Training samples: (1973, 8)
Test samples: (1063, 8)
Counts in training:
0    1700
1     273
Name: avalanche, dtype: int64
Counts in test:
0    916
1    147
Name: avalanche, dtype: int64


- all observations imported above where shuffled and split into a training set of ~2000 samples and a test set of ~ 1000 samples.
- in the following, the training set is used to train an algorithm and the performance is assessed by calculating TNR and FNR score of the trained algorithm on the untouched test set
- to achieve "final" performance scores somewhat more elaborate cross-validation schemes are necessary, but for a coarse comparison this should be sufficient

## 6.0 Dummy classification
- A classifier that randomly assigns predictions to be true with a probability given by the share of positive samples in the dataset

In [18]:
print('\nStratified dummy:')
dummy=DummyClassifier(strategy='stratified')
dummy.fit(X_train,y_train)
confusion = confusion_matrix(y_test,dummy.predict(X_test))
score=1-recall_score(y_test,dummy.predict(X_test))
print(confusion)
print('FNR: {:.2f}'.format(FNR_score(y_test,dummy.predict(X_test))))
print('TNR: {:.2f}'.format(FNR_score(y_test,dummy.predict(X_test))))


Stratified dummy:
[[790 126]
 [124  23]]
FNR: 0.88
TNR: 0.88


- So without further knowledge about the bulletin/terrain, only knowing how much accidents there are in the dataset, one would have an FNR of nearly 90%, and reject about 10% of actually save tours. This serves as tentative baseline for the methods introduced below.

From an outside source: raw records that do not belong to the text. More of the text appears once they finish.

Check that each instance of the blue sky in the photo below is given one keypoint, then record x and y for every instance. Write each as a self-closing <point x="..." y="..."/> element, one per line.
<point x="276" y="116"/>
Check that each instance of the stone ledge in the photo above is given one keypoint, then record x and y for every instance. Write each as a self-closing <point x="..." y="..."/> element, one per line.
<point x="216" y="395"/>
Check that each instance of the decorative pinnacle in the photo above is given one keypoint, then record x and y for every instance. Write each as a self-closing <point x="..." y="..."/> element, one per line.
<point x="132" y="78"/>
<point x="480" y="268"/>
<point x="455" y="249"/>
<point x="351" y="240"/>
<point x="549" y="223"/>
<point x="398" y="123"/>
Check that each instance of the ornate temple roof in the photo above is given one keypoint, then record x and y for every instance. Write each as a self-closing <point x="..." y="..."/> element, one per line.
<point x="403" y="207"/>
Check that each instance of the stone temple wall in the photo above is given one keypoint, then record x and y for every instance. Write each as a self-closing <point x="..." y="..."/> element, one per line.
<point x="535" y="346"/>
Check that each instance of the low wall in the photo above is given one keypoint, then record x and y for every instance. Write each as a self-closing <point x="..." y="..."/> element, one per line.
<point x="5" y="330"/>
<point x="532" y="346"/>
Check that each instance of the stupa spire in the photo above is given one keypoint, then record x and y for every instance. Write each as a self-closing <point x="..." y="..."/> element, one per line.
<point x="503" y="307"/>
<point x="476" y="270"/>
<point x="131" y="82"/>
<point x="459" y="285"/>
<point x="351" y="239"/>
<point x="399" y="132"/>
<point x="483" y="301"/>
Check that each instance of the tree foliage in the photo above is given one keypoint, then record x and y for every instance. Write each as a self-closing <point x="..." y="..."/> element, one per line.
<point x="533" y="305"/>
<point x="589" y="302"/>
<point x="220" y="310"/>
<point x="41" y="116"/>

## 6.1 Logistic classification
- A linear parametrization of the class posterior probability
- Set $$p(C=1\mid x)=\sigma(w^Tx+w_0)$$ with $\sigma$ the sigmoid function, $x$ the feature vector and $w$ parameters to be fitted to the data
- Maximize the likelihood $$min_w \prod_i \sigma(w^Tx_i+w_0)^{y_i}\cdot (1-\sigma(w^Tx_i+w_0))^{1-y_i}$$ with $x_i, y_i$ being the i-th observation of the in/dependent variable with respect to the model parameters $w$
- Having the max. likelihood parameters for $w$ predictions for a new, unseen $x_{N+1}$ can be made i.e. the sample is assigned to the class with the larger posterior probability $p(C\mid x_{N+1})$ 

In [20]:
# numerical solver parameters
solver = 'lbfgs'
penalty = 'l2'
max_iter = 1e4
tol = 1e-6
random_state=42
num_string='rnd_splt: '+str(random_state_split)+', '+'rnd_num: '+str(random_state)+', '+\
           'tol: '+str(tol)+', '+'max_iter: '+str(max_iter)+', '+\
           'penalty: '+str(penalty)+', '+'solver: '+str(solver)


In [26]:
%matplotlib notebook
training_fnr = []
test_fnr = []
training_tnr = []
test_tnr = []
test_confusion = []
parameters = [1e-6,1e-4,1e-2,1,1e4,1e4,1e5]

for p in parameters:
    # build the model
    logit=LogisticRegression(solver='lbfgs',penalty=penalty,C=p,random_state=random_state,max_iter=max_iter,tol=tol,n_jobs=-1,
                            fit_intercept=True,class_weight='balanced')
    poly=PolynomialFeatures(degree=3,interaction_only=False,include_bias=False)
    pipe = make_pipeline(RobustScaler(),poly,IT(),logit) 
    
    pipe.fit(X_train, y_train)
    training_fnr.append(FNR_score(y_train,pipe.predict(X_train)))
    test_fnr.append(FNR_score(y_test,pipe.predict(X_test)))
    
    training_tnr.append(TNR_score(y_train,pipe.predict(X_train)))
    test_tnr.append(TNR_score(y_test,pipe.predict(X_test)))
    
    test_confusion.append(confusion_matrix(y_test,pipe.predict(X_test)))
min_idx  = np.argmin(test_fnr)  
fig,ax=plt.subplots(figsize=(8,6))
plt.semilogx(parameters, training_fnr, label="training FNR",linestyle='-',c='b')
plt.semilogx(parameters, test_fnr, label="test FNR",linestyle='-',c='r')
plt.semilogx(parameters, training_tnr, label="training TNR",linestyle='--',c='b')
plt.semilogx(parameters, test_tnr, label="test TNR",linestyle='--',c='r')
plt.ylabel("Scores")
plt.ylim(0,1)
plt.title('Logistic regression')
plt.xlabel("C (increasing complexity)")
plt.legend(loc='upper right')
text=''.join([str(key)+': '+value.get_params().__str__().replace(', ','\n')+' \n' for key, value in pipe.named_steps.items()])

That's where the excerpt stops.